Alcohol Supplier Found Not Guilty After Fatal Drunk Driving Accident

A woman from Jackson County, Missouri who was accused of providing alcohol to a teenage party guest who was later involved in a fatal car crash cannot be prosecuted for the death, according to a recent court ruling.

Circuit Judge Peggy Stevens McGraw referred to Missouri law and prior court decisions as justification for her decision to dismiss the charge of involuntary manslaughter. McGraw wrote that, “While other states have concluded that social hosts may be held liable to third parties for injuries inflicted by an intoxicated person, Missouri has not.”

Though she avoided the much more severe felony charge, the woman, Sandra Triebel, still faces misdemeanor charges of supplying alcohol to a minor and allowing a minor to consume alcohol on her property.

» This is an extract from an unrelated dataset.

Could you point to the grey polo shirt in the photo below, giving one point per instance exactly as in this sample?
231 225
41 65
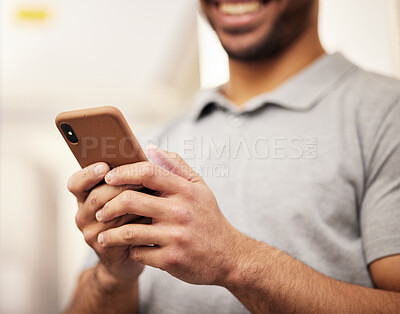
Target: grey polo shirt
312 168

Prosecutors argued that Triebel provided alcohol at a Halloween party back in 2009 and knew that the teens, including 19-year-old Kenneth Blake, would be drinking at her home. The boy’s blood-alcohol level was discovered to be more than twice Missouri’s legal limit after he was involved in a terrible crash that resulted in the death of a 16-year-old passenger of another vehicle. Blake is currently serving a six-year prison sentence after he pled guilty to charges of manslaughter and assault.

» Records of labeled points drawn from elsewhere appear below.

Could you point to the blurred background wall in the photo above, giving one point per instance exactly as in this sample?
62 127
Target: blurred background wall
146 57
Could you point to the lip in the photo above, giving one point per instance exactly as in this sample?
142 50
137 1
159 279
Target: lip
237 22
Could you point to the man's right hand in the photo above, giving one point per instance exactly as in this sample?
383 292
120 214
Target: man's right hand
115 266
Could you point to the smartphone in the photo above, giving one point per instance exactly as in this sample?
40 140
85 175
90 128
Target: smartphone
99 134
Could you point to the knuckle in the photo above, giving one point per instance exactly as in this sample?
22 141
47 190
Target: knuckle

The decision by prosecutors was a risky one given that Missouri has seen a long line of cases where charges failed against those who supplied alcohol to drunk drivers. The state typically holds only the drivers responsible for fatal drunk driving accidents. Prosecutors in this case attempted to show that Triebel was criminally negligent and put events into motion that led directly to the deadly crash.

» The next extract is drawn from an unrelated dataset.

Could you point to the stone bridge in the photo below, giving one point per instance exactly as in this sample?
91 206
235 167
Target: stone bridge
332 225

Judge McGraw disagreed with the prosecution, and instead relied on law in Missouri which specifically says that it is the consumption of alcohol, not the supply of it, that is the proximate cause of any injuries inflicted by a drunk driver. McGraw then wrote, “Therefore, this court is reluctant to find that a social host can be held criminally liable for the actions of the underage drinker without a clear declaration from the legislature.”